レビュー本が1000冊を突破しました。
引き続きジャンルを問わず読んだ本をマイペースで紹介してゆきます。

史記の風景

史記の風景 (新潮文庫)

史記」は前漢の時代に司馬遷によって書かれた歴史書であり、ジャンルを超えて世界で最も著名な本の1冊です。

2000年にもわたる古代中国の歴史を52万以上の文字で綴り、単に歴史上の事件を記録するにとどまらず、その内容は文化や風習、人物伝にまで渡り、後世に多くの影響を与えました。

史記から生まれたことわざや故事には枚挙にいとまがなく、日本でも奈良時代から「史記」は読み続けられ、その影響力は計り知れないものがあります。

たとえば現在使われている"平成"の年号1つとってみても「史記」にその由来を求めることができます。

著者の宮城谷昌光氏は、「史記」に登場する周や春秋戦国時代の人物を題材に多くの歴史小説を発表しており、「史記」の魅力を誰よりも知っている作家といえます。

一方で専門家でない私たちが漢文で書かれている「史記」を原文で読むのはきわめて困難なのも事実です。

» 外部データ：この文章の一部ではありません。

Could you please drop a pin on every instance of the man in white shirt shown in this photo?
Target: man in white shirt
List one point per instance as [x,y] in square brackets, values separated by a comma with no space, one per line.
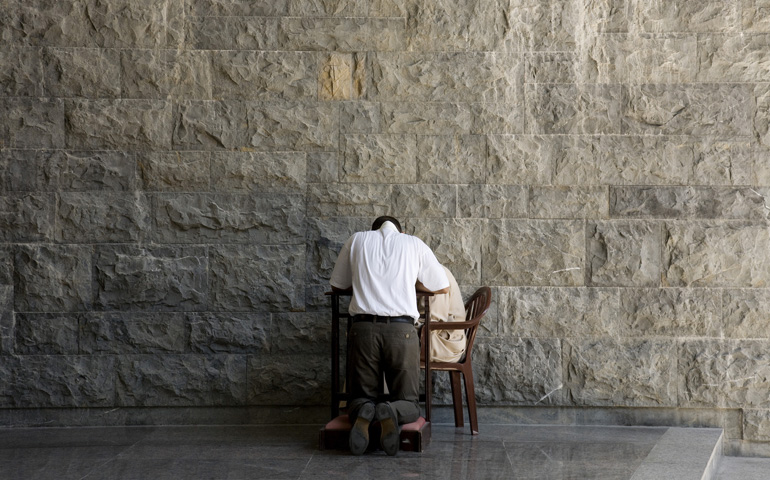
[383,267]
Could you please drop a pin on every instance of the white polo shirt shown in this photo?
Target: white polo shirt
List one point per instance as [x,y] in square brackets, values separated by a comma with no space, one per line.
[383,267]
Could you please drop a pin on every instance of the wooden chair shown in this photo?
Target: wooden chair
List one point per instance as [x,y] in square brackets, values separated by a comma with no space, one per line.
[475,309]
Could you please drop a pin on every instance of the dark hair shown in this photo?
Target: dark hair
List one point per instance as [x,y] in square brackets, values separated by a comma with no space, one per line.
[380,220]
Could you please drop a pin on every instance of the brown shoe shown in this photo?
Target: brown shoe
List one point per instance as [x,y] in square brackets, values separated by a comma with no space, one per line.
[359,434]
[389,439]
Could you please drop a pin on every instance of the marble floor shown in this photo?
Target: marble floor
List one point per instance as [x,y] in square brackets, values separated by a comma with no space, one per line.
[291,452]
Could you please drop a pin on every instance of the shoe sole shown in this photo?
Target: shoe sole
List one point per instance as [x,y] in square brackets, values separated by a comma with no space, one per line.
[359,434]
[389,439]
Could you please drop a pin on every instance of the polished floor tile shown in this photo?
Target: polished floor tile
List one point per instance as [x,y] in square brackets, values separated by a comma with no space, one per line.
[291,452]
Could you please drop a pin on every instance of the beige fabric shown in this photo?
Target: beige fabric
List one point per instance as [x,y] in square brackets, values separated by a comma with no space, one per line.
[447,345]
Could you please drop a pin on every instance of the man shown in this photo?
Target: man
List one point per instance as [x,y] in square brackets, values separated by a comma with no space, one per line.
[383,267]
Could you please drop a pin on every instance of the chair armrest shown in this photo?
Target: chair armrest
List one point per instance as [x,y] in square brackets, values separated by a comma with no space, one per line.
[451,325]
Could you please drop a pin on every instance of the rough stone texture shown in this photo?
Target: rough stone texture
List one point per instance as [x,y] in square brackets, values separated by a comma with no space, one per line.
[180,380]
[46,334]
[724,373]
[133,333]
[601,372]
[177,177]
[158,278]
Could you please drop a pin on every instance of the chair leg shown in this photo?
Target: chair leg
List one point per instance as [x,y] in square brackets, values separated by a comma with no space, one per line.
[471,398]
[457,398]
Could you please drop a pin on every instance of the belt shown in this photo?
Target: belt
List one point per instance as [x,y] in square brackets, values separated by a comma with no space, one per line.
[382,319]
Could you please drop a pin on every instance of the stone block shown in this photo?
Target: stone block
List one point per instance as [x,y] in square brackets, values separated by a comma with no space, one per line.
[756,425]
[321,167]
[417,118]
[329,8]
[309,333]
[519,371]
[243,75]
[492,201]
[280,172]
[303,378]
[497,118]
[457,245]
[229,218]
[459,159]
[7,318]
[684,16]
[324,240]
[212,333]
[348,200]
[568,202]
[425,201]
[360,117]
[608,16]
[180,380]
[32,122]
[239,8]
[746,313]
[335,79]
[733,58]
[521,159]
[378,158]
[216,125]
[231,33]
[174,171]
[534,253]
[22,75]
[52,278]
[46,334]
[89,171]
[708,254]
[712,109]
[118,124]
[133,333]
[642,59]
[532,312]
[50,381]
[724,373]
[304,126]
[761,129]
[82,72]
[550,67]
[341,34]
[756,16]
[160,74]
[574,109]
[150,278]
[688,203]
[614,372]
[445,77]
[248,278]
[102,217]
[27,217]
[624,254]
[6,266]
[670,312]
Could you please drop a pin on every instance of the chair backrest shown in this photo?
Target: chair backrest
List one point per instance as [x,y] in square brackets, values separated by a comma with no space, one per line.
[475,309]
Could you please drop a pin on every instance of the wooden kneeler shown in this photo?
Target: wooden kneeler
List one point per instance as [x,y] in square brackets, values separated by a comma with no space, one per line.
[334,435]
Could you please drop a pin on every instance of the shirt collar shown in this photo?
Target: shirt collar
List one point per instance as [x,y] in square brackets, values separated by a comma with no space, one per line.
[389,226]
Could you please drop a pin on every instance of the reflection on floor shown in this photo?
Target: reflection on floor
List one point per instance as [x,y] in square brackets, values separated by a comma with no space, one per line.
[291,452]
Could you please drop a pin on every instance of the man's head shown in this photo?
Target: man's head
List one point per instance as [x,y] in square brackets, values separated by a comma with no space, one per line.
[380,220]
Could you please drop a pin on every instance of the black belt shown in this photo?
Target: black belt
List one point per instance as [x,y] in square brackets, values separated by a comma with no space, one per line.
[382,319]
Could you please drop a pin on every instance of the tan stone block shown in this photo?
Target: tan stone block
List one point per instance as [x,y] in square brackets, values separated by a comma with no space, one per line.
[336,77]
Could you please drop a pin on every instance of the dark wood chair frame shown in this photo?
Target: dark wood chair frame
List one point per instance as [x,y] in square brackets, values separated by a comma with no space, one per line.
[475,309]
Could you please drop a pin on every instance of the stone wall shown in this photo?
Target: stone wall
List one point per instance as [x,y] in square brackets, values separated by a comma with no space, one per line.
[178,176]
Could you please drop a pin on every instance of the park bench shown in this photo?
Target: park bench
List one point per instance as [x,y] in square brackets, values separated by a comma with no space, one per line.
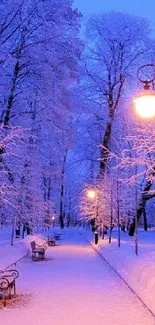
[38,252]
[51,241]
[8,284]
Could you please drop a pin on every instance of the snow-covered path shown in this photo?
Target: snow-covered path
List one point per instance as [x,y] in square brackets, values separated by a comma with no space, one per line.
[74,287]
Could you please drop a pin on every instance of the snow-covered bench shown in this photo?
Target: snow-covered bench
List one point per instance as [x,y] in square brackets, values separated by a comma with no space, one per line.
[57,235]
[38,252]
[51,241]
[8,284]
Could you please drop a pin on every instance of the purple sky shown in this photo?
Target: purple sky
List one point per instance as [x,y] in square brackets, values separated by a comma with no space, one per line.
[137,7]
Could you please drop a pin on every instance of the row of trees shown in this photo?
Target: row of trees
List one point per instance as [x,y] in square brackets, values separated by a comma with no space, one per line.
[40,53]
[117,44]
[65,113]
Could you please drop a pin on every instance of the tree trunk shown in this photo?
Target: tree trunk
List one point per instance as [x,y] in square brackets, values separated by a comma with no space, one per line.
[11,95]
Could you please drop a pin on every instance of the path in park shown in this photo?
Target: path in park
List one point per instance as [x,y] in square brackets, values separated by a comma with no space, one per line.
[74,286]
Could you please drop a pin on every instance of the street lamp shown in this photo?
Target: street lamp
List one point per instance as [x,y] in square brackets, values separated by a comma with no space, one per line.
[144,102]
[53,220]
[92,194]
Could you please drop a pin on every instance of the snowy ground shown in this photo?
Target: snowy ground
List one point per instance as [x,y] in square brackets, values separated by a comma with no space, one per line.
[138,271]
[72,286]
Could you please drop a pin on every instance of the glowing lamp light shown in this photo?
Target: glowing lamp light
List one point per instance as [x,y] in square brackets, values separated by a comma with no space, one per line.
[145,104]
[91,194]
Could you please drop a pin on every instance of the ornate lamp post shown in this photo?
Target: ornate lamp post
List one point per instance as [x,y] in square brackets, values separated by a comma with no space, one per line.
[92,194]
[144,102]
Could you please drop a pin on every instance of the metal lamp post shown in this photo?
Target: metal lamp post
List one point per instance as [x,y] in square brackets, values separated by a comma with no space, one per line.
[144,102]
[92,194]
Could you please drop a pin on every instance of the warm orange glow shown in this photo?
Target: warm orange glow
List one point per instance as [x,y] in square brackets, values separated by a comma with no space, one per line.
[145,104]
[91,194]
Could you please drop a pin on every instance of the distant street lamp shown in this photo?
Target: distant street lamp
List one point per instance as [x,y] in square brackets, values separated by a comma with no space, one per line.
[92,195]
[53,220]
[144,102]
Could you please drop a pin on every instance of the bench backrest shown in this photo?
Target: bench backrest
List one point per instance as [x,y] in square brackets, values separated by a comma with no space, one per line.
[12,274]
[33,245]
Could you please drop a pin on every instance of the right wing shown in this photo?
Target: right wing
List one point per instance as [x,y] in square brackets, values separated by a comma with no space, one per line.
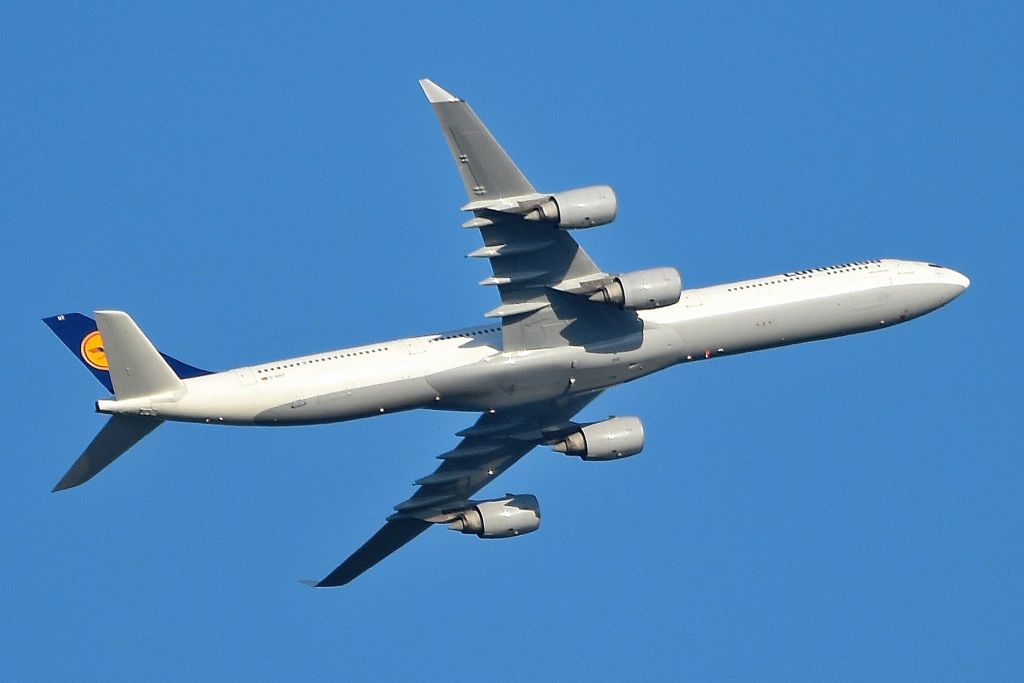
[535,264]
[492,445]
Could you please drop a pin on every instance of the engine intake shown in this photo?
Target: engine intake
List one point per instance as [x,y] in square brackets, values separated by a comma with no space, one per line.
[610,439]
[642,290]
[585,207]
[502,518]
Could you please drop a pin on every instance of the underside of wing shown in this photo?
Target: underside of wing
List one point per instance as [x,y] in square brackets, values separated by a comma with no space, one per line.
[542,273]
[492,445]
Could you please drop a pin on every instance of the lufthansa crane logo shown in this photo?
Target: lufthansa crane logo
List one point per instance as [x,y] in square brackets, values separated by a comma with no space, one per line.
[92,351]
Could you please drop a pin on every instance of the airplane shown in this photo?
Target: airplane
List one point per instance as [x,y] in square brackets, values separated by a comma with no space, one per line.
[564,332]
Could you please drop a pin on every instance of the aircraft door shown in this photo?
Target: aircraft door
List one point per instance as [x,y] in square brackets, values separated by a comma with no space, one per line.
[245,376]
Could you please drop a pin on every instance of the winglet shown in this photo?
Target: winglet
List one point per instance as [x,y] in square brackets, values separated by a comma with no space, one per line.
[436,93]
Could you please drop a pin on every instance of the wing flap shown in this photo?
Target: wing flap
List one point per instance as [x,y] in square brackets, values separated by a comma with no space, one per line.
[464,470]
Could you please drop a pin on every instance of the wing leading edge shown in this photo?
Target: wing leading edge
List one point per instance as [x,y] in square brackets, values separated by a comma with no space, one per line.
[492,445]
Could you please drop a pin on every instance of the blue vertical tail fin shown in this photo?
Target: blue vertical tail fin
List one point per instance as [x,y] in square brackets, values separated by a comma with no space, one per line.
[80,334]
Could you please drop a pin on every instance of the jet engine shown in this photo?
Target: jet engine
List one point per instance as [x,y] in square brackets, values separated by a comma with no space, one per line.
[641,290]
[585,207]
[610,439]
[503,518]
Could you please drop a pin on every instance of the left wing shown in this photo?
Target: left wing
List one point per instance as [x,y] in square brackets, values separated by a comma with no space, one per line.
[537,264]
[492,445]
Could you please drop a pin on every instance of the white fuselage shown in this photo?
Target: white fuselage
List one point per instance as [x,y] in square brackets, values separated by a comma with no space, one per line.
[467,370]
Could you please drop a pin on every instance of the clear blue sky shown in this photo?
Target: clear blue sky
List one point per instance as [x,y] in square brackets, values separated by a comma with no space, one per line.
[260,181]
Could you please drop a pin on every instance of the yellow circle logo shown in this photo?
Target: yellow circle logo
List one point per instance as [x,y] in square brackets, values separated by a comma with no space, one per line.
[92,350]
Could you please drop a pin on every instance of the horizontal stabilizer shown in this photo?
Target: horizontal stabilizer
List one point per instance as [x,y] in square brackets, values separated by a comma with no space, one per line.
[119,434]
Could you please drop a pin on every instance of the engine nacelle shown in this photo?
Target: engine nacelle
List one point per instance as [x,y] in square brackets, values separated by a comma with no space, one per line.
[610,439]
[503,518]
[585,207]
[641,290]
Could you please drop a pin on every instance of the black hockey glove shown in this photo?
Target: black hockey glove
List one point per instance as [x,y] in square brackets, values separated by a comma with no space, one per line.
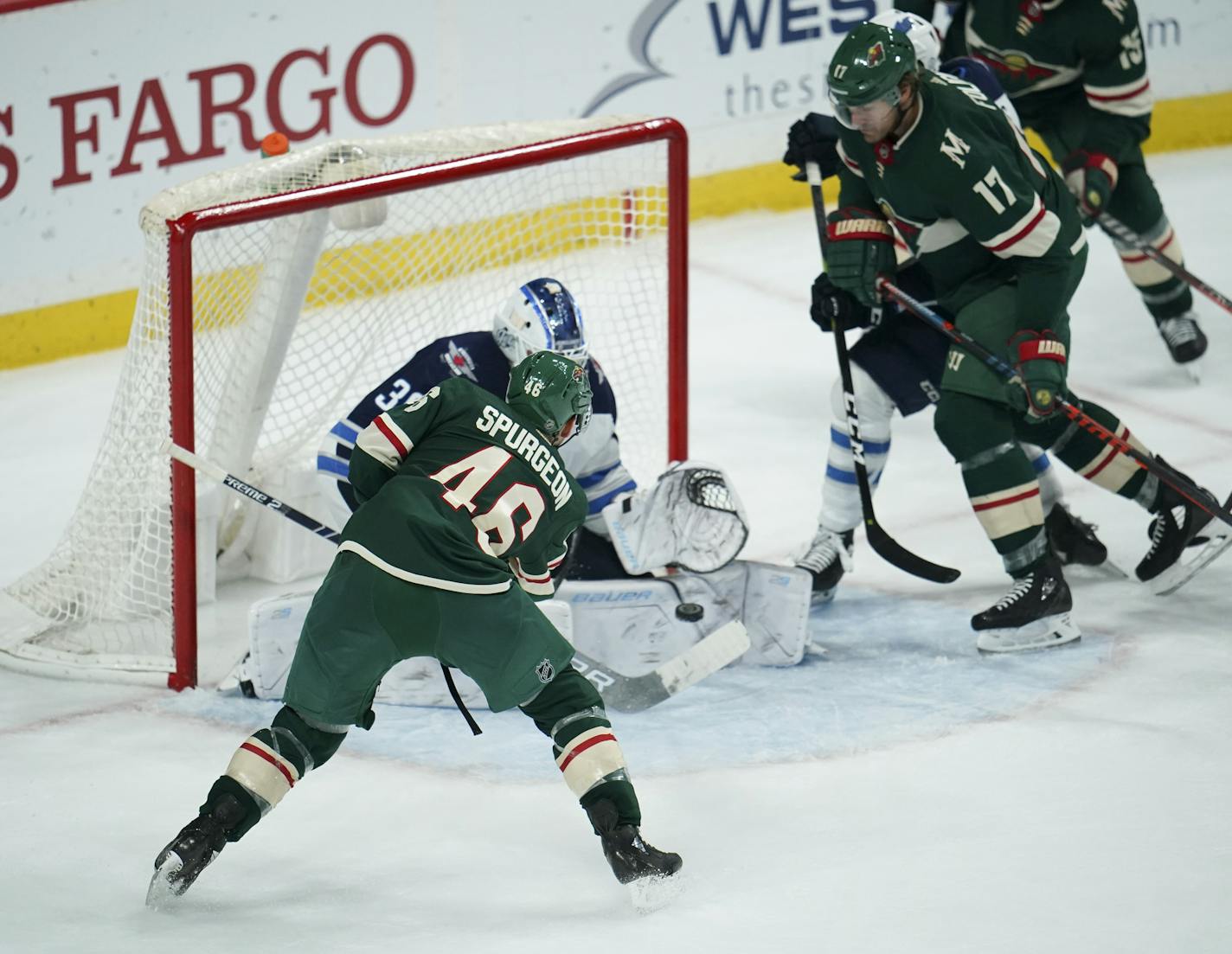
[813,139]
[833,308]
[859,249]
[1090,177]
[1040,360]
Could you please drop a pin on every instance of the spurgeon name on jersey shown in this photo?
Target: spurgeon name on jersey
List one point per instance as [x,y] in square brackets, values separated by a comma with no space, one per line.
[536,452]
[458,493]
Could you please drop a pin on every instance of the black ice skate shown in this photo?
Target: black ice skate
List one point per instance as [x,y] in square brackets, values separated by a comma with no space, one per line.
[630,855]
[1184,339]
[1074,541]
[1033,614]
[828,558]
[1177,552]
[198,842]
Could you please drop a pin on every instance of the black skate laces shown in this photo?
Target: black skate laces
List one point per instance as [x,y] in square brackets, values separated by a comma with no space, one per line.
[1179,330]
[1020,589]
[1159,527]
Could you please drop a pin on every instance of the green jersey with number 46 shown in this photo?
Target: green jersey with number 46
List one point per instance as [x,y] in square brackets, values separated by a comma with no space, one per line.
[973,202]
[459,491]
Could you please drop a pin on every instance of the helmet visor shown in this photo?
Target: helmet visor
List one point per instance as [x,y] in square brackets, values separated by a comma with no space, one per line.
[872,115]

本書はそんな「史記」を専門的に解説するのではなく、小説家ならではの自由な発想と解釈でその魅力を分かり易く伝えてくれる1冊です。

元々は新聞や雑誌で企画ものの連載として掲載されたものであり、基本的に1話完結の100章からなるエッセー風の文章で書かれています。

そのため気軽に読みながら新しい発見に出会う頻度も多く、いつの間にか「史記」の魅力に引き込まれてしまいます。

まさに教養と娯楽の2つの要素を満たしてくれる良書ではないでしょうか。

本書の中には太公望晏子孫臏といった小説の題材となった人物も数多く登場するため、宮城谷氏の作品を幾つか読んいるとより一層楽しめるでしょう。